Say, Jack—woo!—that’s a bad outfit! When he swings,
centrifugal, the hotel’s revolving door,
when he leaves his suit, his glasses, his Aw shucks

for the prop girls to gather, he just rises,
just lifts off Broadway in his Funkadelic boots,
like he landed from the swing set, but

in reverse. Here, there’s no thought of a ladder,
no pause at the top of the McDonald’s-colored
slide, no turn where the cape unfurls

common as a hotel towel clasped
with an outsized safety pin around the neck,
no miraculous misremembered pause

in midair when the grass darkened in the shape
of a four-year-old boy who could
heat-vision ants with a grandma’s magnifying glass

before Tara Skinner looked out her window
and gravity, in on the game, pulled him down,
trying not to give anything away.

He will not stand, his stained knees stomach-
ache green. He will not limp to the back
door or hide what the doctor says must have been

excruciating pain for weeks. He won’t
have lain in bed, believing so plainly
in the helium of Odd, the fracture

just the splintering of polar ice he could feel
half a globe away, seismic as the twist
of the spine a physical therapist will describe.
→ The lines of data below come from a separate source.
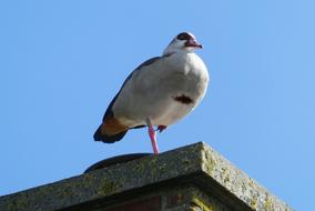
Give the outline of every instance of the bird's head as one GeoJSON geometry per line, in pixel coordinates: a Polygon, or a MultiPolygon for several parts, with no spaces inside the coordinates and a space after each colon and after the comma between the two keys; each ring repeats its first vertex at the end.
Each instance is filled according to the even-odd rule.
{"type": "Polygon", "coordinates": [[[202,46],[196,41],[195,37],[190,32],[182,32],[172,40],[163,51],[163,56],[170,56],[181,51],[193,52],[195,49],[202,49],[202,46]]]}

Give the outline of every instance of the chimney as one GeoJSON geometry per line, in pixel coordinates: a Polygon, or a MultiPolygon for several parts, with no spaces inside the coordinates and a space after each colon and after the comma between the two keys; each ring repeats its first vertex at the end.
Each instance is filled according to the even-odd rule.
{"type": "Polygon", "coordinates": [[[0,210],[293,210],[205,143],[140,157],[110,159],[87,173],[0,197],[0,210]]]}

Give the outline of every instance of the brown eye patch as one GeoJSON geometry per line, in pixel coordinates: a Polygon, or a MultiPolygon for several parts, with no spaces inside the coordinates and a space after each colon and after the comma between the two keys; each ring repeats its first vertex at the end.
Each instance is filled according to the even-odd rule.
{"type": "Polygon", "coordinates": [[[177,36],[179,40],[189,40],[191,38],[192,38],[191,34],[189,34],[187,32],[182,32],[177,36]]]}

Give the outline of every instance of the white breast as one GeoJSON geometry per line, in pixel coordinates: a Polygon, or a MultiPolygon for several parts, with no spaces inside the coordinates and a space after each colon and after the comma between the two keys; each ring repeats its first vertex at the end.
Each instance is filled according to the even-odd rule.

He’ll smile again as he always does, boyish
and pure, the curl’s wag ready to swing free,
waiting for the call that lets him arc

across the sky, high over the heads of any tragic
chorus, arms open to catch the screaming woman
who, it seems, is hardly ever there. He’ll ease

again, two hundred feet of acetate,
to the ground, where they’ll curl in their questions—
Who are you? What was that?—in a darkness

where he can unbutton his shirt and graze
cramped fingers over skin
burned like a meteor in the rays of our yellow sun.